存算分离
Design Objectives
Consdb2.0 is developed in Rust language, based on its security, high performance and community influence, provides users with an excellent time series database and forms a complete DBaas solution.
Time series database
- Extensive: Theoretically supported time series has no limit, completely solves the problem of time series expansion, and supports cross-river expansion.
- Calculate storage separation: Calculating nodes and storage nodes, can expand and shrink capacity independently and on a second scale.
- Storage performance and cost: High performance io stacks support hierarchical storage using cloud discs and object storage.
- The query engine supports vector queries.
- Supports multiple time series protocols to write and query, providing external component import data.
Cloud Native
- Support cloud native, support the full use of cloud infrastructure to integrate into cloud native ecology.
- High availability, second-level failure recovery, support multi-cloud, cross-regional disaster preparedness.
- 原生支持多租户,按量付费。
- The CDC log provides subscriptions and distributions to other nodes.
- Provide users with more configuration items to meet multiple-scenario complex requirements for public cloud users.
- Cloud side synergizes to provide the ability to fuse side ends with public clouds.

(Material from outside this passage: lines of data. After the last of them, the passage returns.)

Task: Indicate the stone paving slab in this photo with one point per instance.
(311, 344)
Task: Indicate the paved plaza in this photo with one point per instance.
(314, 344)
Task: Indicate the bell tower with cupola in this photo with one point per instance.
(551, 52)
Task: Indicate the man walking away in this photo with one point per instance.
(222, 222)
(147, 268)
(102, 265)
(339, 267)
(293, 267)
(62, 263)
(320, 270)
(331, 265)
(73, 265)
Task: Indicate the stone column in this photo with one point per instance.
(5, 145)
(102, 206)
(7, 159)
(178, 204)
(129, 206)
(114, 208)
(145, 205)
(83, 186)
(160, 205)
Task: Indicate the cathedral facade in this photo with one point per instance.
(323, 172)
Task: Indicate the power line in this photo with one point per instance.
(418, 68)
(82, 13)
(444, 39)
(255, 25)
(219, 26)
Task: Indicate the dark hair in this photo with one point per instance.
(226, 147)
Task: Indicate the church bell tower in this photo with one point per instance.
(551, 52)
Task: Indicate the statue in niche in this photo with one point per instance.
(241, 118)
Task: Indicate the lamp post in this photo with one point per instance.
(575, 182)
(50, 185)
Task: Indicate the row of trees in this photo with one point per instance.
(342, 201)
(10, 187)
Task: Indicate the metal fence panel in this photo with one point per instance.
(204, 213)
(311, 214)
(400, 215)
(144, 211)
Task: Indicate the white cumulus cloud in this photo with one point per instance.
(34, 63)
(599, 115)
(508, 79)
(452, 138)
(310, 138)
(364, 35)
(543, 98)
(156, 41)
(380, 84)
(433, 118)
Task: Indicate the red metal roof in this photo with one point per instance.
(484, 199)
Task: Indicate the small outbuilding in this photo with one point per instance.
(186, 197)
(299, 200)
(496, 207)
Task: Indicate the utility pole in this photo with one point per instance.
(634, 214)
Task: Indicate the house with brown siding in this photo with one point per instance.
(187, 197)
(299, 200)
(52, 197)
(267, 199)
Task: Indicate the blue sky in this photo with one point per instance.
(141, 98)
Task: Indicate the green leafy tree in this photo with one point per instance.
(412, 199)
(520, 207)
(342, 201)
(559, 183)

- Blend the OLAP / CloudA data ecosystem on the cloud.
In the process of redesigning the time series database, we solve a series of problems faced by the current time series database as much as possible, form a complete set of time series data solutions and time series ecosystem and provide DBaas services in public clouds.
We will have the elaboration from following aspects.
- Data replication and consensus
- Meta cluster
- SQL Engine
- tskv index and data storage
Data replication and consensus
The fragment rule of CnosDB 2.0 is based on Time-range. It uses the fragmentation rule of DB + Time_range to place the data in the corresponding Bucket. Bucket is a virtual logic unit. Each Bucket consists of the following main properties. Bucket creates multiple fragments based on user configurations, dissipating data (suppose data fragment Shad Num is 1).> 「db, shardid, time_range, create_time, end_time, List\<Vnode>」它采用 DB + Time_range 的分片规则将数据放入对应的 Bucket 中。Bucket 是一个虚拟逻辑单元。每个 Bucket 由以下主要的属性组成。 Bucket 会根据用户配置创建多个分片,把数据打散(默认情况下数据的分片 Shard Num 是 1)。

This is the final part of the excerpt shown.